Friday, August 7, 2009

PS 88-138: Predictions and early observations on the impact of Laurel Wilt Disease on the flora of North America

Joel M. Gramling, The Citadel


Laurel Wilt Disease is a plant disease that affects species in the Lauraceae.  Laurel Wilt Disease occurs when the fungal pathogen Raffaelea lauricola is introduced to Lauraceous species in the southeastern United States via an Asian ambrosia beetle, Xyleborus glabratus.  The effects of this disease were first observed on Hilton Head, SC in 2004 and are thought to be the result of the introduction of the non-native X. glabratus at Port Wentworth near Savannah, GA.  As of February 2009, Laurel Wilt Disease has been observed in 11 counties in southeastern South Carolina, 22 counties in coastal Georgia and 18 counties in northern and eastern Florida.  To assess the potential impact of Laurel Wilt Disease a list of all plant species in the Lauraceae that occur in North America (north of Mexico) was compiled that included the conservation status of each species, associated plant communities and whether each species has been observed to exhibit mortality related to the disease in the lab or in the field.  Monitoring plots were established across coastal South Carolina to quantify the effects of the disease on actual plant populations.  These plots were used to assess trends in morality and resprout activity associated with the disease.

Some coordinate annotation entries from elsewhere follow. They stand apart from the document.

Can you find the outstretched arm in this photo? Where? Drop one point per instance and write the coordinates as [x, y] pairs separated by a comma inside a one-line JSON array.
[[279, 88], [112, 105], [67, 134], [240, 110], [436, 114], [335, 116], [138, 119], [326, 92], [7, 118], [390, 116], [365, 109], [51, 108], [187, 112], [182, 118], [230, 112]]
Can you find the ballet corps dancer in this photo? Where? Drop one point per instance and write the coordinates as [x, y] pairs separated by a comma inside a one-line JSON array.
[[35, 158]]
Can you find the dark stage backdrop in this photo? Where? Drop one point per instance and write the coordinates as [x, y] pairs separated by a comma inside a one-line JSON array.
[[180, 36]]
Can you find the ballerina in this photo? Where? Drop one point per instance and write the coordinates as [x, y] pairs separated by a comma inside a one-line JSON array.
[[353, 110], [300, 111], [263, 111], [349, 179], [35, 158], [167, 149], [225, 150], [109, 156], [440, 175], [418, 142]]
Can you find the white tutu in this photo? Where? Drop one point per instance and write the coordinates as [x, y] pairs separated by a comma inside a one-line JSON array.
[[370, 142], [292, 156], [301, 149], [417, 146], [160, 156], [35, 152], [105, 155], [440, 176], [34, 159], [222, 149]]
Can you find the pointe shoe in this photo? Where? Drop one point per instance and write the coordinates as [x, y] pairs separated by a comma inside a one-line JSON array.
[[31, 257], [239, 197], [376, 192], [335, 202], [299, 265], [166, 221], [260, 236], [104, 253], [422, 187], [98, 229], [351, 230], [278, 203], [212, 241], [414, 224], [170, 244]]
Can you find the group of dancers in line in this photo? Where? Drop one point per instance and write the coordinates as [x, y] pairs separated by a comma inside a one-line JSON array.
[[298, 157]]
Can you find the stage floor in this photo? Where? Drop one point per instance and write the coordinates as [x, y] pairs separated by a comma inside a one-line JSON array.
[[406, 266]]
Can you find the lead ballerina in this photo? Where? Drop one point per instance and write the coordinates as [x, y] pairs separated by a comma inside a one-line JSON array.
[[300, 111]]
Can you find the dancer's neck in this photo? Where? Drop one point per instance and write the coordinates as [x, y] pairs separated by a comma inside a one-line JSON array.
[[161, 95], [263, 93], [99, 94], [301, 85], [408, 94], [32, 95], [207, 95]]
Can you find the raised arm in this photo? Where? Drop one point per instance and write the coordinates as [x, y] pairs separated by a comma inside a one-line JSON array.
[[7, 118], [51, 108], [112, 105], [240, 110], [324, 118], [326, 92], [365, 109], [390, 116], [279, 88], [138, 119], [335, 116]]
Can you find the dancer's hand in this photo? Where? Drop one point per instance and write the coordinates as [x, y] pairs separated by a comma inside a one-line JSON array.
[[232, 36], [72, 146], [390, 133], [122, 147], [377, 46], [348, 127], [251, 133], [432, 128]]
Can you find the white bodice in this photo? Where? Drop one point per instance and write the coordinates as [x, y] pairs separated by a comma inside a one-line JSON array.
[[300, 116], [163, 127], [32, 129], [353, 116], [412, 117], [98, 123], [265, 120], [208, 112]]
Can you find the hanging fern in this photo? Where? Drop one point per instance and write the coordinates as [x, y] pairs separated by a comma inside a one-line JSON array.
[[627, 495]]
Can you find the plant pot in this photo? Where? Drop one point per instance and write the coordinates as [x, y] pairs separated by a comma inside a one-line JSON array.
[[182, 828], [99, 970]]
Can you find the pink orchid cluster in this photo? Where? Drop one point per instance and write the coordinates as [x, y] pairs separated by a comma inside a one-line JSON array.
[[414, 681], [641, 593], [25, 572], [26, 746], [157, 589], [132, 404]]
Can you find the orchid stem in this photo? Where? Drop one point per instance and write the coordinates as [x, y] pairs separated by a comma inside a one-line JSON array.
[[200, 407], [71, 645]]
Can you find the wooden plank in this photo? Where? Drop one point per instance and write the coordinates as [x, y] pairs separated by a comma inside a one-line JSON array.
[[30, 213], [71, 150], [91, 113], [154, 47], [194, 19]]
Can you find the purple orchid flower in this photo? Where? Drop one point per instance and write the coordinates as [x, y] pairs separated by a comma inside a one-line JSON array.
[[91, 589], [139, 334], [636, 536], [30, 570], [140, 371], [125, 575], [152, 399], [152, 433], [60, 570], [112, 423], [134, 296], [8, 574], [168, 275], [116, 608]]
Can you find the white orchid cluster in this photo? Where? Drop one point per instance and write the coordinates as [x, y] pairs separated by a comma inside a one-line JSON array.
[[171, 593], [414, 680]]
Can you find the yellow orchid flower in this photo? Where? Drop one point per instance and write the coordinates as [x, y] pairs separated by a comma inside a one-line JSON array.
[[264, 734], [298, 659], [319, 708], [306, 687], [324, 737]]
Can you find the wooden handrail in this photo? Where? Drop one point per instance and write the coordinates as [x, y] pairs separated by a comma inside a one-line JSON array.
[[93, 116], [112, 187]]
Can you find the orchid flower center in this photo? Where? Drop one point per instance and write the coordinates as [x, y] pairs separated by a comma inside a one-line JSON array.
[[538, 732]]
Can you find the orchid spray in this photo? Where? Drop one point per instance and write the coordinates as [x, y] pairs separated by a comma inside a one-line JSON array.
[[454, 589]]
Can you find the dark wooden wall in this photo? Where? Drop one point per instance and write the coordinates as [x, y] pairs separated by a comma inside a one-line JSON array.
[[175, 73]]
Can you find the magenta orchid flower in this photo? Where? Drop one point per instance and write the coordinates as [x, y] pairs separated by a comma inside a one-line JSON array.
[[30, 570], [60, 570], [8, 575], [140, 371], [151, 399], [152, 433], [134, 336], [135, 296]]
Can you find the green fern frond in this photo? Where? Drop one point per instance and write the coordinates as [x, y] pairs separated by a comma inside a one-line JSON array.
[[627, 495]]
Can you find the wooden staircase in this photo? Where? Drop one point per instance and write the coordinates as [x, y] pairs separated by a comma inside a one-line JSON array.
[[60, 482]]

Twelve native and three introduced species in the Lauraceae are thought to be at risk of being impacted by Laurel Wilt Disease.  At least four of these native species are already viewed as vulnerable to extirpation or extinction.  Over 55 native plant communities recorded in the International Vegetation Classification system found in the United States and Canada may be impacted by Laurel Wilt Disease.  Initial observations from the monitoring plots have demonstrated that mortality associated with Laurel Wilt Disease is greatest in large-stemmed individuals (DBH > 10cm) initially.  Similarly, over time stems < 2.5 cm in diameter were significantly less likely to exhibit the disease.  A die-back of the primary stem due to Laurel Wilt Disease was found to correlate with a doubling in the average number of resprouts growing from the base of the stem.  Overall initial observations suggest that Laurel Wilt Disease preferentially affects large stems, exhibits a high mortality rate, and spreads through the stem rapidly, but may not invade the root system.